Sending out dozens of grad school applications is time-consuming and expensive, so skip the blitz method. Instead of applying to every program in your field, focus your attention on a few, carefully selected schools.
Separate potential graduate schools into categories based on your chances of admission, just as you did when applying to undergrad. As a target list, we recommend selecting two schools you're fairly certain will accept you, two with whom you have a fighting chance, and one school that you'll get into if lightning strikes.
We know you're not taking out thousands of dollars in student loans to dine at the best campus cafeterias in the land. For grad students, the academic experience is paramount, and your career goals will impact what you look for in a program. If you want a master's degree to give you that professional edge, then the overall quality of the faculty may be more important than finding the ideal mentor. If you are aiming for a PhD, however, finding a specific professor to serve as your thesis advisor trumps the talents of the faculty at large. Apply to schools that have one or more professors who do research in your general area of interest, and with whom you can imagine working closely for a year (or six).

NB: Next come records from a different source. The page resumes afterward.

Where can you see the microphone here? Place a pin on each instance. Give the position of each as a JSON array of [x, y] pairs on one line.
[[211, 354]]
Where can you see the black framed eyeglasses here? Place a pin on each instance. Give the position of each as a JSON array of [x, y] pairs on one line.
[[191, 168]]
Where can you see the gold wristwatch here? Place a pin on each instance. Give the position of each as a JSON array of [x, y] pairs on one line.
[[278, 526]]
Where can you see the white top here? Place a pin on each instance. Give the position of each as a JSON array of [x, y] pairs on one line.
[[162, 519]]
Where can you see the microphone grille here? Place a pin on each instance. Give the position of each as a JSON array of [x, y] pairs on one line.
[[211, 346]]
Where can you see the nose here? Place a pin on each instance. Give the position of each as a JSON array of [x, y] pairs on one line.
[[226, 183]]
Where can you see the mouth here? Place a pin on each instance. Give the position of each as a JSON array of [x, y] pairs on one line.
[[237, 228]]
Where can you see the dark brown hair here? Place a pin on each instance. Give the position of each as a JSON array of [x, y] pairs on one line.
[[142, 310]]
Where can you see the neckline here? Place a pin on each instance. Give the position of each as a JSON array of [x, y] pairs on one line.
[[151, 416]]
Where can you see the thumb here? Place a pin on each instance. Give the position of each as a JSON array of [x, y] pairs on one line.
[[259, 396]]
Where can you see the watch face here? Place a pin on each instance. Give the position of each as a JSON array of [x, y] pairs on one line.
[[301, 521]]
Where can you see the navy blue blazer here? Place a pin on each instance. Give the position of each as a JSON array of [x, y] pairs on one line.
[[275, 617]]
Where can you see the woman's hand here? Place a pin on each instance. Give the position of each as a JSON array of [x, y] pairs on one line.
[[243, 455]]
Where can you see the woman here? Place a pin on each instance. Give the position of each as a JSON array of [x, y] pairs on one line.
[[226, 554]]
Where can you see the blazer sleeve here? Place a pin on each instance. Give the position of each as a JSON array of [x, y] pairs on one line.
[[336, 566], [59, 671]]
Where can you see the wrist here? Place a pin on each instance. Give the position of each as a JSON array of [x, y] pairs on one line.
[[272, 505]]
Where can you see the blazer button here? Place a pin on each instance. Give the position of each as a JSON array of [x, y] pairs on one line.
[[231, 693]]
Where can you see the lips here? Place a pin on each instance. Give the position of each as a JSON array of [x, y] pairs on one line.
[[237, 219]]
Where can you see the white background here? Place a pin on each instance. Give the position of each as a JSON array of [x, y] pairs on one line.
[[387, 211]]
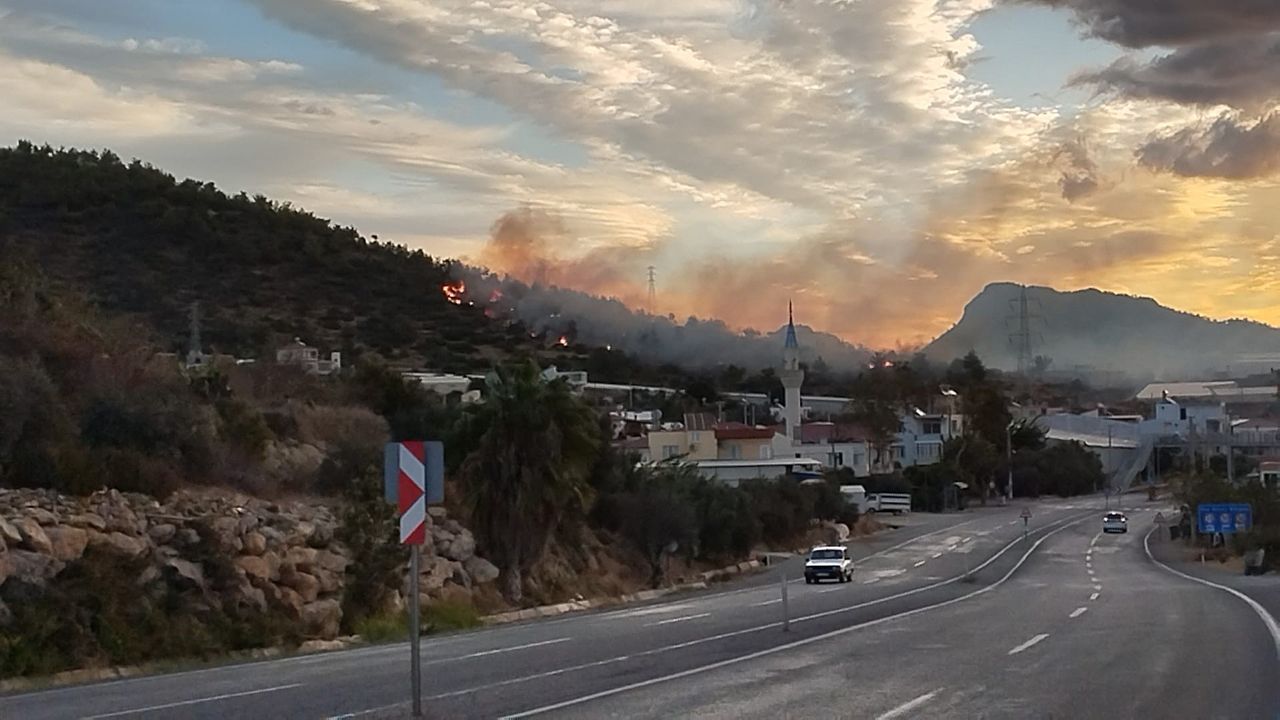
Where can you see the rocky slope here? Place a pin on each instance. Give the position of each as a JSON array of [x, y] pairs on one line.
[[218, 552]]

To get the real scoop on a school, you need to go to the source. A conversation with the faculty members you are most interested in working with will give you insight into the program and the dynamics of the department. And making personal connections with professors will certainly help your application.
You should also contact grad students currently studying in that department. Do they enjoy working with their professors? Do they feel they have been given enough guidance and opportunity to develop their own research? Are they pressured to follow a certain methodology? What are the positives and negatives of the department and the school at large?
Check to make sure that the institution has adequate facilities and resources for your particular needs. This could include labs, libraries, grants, teaching assistantships, and summer fellowships.
Finally, remember to peruse the graduate course catalogue. Even as a PhD candidate, you'll want to make sure classes offered are relevant to your interests and will complement your research.